No, Mum and Dad were founder members of the Carmel Caravan Club, the worlds first, and I suspect only, Jewish Caravan Club. Ever the socialites, many lasting friendships were formed, pushing caravans out of muddy fields all over England. Somehow, Mum always came up trumps in creating amazing meals in the tiny galley kitchen of our Alpine Sprite caravan. This was the antidote to the charred sausages that Dad always seemed to barbecue.

Mum’s relationship with fashion continued when she joined dad in the Pastella ready-to-wear blouse business he set up. The highlight was manufacturing the Emanuelle ready to wear collection around the time of Diana Princess of Wales’s marriage. She also had a successful career in sales with other famous fashion brands.

In the 1990s Dad and Mum bought a plot of land in a beautiful spot adjacent to fields and woodland in Mill Hill village.
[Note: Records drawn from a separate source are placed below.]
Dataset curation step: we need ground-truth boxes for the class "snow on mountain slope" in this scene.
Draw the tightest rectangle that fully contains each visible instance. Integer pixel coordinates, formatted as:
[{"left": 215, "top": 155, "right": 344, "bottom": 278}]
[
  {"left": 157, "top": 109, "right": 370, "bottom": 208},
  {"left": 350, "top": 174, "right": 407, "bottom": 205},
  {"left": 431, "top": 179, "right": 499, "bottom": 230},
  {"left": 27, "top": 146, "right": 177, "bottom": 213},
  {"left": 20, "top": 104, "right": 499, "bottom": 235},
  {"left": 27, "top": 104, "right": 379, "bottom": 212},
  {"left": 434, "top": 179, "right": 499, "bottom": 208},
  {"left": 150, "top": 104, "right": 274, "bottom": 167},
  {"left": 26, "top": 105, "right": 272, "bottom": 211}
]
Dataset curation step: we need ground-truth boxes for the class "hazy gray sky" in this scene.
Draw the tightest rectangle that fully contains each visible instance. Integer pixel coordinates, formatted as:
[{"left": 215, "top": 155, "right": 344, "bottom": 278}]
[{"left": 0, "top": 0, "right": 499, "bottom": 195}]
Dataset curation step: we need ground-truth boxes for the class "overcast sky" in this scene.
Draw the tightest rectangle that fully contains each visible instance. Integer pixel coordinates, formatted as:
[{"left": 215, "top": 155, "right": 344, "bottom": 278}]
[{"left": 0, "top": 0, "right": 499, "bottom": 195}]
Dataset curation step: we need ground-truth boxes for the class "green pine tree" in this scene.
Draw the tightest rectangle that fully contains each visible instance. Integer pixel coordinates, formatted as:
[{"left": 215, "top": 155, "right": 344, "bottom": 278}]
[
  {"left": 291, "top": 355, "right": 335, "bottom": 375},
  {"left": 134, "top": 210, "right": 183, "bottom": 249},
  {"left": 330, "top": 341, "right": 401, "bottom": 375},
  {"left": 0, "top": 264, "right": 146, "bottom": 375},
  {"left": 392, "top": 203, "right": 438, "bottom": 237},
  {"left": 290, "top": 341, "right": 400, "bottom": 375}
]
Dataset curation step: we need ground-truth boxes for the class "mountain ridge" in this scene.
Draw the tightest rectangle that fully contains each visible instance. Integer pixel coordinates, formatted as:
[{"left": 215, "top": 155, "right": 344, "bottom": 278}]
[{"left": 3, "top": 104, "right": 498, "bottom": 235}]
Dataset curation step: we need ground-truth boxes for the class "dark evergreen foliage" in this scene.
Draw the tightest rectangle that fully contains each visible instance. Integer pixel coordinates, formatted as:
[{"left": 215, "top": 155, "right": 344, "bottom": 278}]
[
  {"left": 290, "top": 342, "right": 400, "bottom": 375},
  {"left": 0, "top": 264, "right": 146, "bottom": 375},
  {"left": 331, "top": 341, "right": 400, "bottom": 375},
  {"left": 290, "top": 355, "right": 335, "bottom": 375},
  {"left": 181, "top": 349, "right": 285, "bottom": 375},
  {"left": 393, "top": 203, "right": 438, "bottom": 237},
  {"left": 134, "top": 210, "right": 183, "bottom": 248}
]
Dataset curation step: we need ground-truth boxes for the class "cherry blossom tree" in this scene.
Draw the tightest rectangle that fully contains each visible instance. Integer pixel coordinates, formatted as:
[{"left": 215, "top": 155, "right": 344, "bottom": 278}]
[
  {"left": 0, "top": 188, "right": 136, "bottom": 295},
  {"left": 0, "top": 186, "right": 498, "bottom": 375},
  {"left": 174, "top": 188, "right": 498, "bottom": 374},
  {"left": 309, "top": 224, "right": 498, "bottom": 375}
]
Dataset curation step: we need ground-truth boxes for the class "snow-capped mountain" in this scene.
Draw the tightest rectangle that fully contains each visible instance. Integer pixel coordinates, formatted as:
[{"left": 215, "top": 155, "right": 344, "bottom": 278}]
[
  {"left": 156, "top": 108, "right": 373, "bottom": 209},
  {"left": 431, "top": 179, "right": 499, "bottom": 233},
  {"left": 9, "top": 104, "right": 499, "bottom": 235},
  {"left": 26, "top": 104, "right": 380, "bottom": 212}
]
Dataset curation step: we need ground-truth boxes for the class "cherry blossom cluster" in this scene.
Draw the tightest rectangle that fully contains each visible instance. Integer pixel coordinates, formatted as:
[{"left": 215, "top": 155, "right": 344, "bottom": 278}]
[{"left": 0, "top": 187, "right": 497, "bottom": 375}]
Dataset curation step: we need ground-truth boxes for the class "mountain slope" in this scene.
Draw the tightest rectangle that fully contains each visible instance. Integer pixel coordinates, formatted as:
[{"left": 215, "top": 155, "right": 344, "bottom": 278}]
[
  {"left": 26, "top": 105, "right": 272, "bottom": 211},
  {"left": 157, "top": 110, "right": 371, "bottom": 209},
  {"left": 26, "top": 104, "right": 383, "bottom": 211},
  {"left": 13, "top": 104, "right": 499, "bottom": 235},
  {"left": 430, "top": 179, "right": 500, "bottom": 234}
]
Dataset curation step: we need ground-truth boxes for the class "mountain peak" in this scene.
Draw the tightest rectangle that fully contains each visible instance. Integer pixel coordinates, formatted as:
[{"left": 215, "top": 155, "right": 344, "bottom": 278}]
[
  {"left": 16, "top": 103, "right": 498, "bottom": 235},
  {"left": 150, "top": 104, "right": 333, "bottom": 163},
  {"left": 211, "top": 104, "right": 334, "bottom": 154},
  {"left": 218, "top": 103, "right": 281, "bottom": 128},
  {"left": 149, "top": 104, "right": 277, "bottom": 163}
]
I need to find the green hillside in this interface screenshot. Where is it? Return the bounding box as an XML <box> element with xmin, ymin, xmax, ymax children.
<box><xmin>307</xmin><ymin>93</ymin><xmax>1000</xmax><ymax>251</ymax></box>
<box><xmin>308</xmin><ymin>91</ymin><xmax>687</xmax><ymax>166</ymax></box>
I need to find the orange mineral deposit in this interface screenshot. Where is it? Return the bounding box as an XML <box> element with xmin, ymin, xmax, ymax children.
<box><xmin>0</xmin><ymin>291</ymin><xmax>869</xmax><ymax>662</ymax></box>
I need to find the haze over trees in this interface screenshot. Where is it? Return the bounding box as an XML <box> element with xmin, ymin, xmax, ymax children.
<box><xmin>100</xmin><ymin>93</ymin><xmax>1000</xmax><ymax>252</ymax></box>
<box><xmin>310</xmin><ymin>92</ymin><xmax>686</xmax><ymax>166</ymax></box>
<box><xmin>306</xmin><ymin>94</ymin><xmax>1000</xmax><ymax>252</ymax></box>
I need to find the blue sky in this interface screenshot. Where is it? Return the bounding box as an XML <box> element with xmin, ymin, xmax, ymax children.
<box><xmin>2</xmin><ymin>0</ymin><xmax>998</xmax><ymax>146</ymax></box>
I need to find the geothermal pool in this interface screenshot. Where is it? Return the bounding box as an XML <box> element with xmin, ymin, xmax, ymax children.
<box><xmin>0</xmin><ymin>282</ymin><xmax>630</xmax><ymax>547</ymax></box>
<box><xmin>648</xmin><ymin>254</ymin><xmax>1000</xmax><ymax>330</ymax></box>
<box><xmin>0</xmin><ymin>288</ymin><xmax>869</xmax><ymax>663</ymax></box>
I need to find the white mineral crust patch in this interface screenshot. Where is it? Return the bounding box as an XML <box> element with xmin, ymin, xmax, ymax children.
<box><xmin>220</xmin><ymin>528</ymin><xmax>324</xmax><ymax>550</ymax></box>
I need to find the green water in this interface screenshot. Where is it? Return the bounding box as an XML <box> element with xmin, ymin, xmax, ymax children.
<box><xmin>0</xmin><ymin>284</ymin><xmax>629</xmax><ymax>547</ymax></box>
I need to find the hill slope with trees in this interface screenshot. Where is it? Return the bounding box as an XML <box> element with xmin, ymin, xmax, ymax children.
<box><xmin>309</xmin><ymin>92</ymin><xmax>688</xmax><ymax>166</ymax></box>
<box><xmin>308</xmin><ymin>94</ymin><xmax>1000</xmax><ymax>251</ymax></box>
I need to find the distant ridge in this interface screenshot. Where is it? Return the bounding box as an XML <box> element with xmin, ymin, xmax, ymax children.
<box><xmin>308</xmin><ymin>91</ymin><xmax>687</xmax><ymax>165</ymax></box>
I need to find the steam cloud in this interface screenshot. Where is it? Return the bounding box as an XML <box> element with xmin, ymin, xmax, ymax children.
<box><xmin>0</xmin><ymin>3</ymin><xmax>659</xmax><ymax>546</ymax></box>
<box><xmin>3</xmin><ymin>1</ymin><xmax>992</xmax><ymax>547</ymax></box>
There they designed and built the amazing Fieldend House, taking advantage of the unique rural aspect. Some of our fondest memories with Mum are the five grandchildren running amok in the huge garden, being chased by her and hiding in the Wendy house that Dad built for them in the enchanted woods.

a remarkable sixty nine years

On retirement, Mum and Dad lived for much of the year in Spain, where they made yet more new and wonderful friends. Fortunately they also spent time in their flat back in Mill Hill, so we still saw a lot of them. In 2014 they moved back permanently to the UK, but decided that there was still much of the world to see. It is wonderful that they were able to go on many cruises and breaks away, despite growing ill-health.

In later years, Mum’s dementia took its inevitable course. However she always had pride in her appearance, particularly her immaculate nails and hair. Her lovely carers Evita, Corina and of course the amazing and wonderful Helen were constantly at her side. We cannot thank them enough for the love and care they showed mum. Marian always had a sunny disposition and it was an absolute delight to see her face light-up when her great grandson Preston came round. Her second great grandson Felix’s arrival in April elicited more smiles and we are so lucky that she got to see him a few times. Two days after Marian passed away, her great granddaughter Halle was born. Visits by the ‘great granddogs’ Maisey and Lyra always cheered her up too.

Mum and Dad’s devotion to one another over a remarkable sixty nine years was obvious and boundless. Dad was Mum’s sole carer for many years and we know she adored the love he gave her. It was a blessing that Mum and Dad could stay together in their flat to the end.

So, how to remember Mum? A life lived to the absolute full, a creative, devoted wife, mum, grandmother and of course great-grandmother. We will miss her hugely, but remember so many good times together.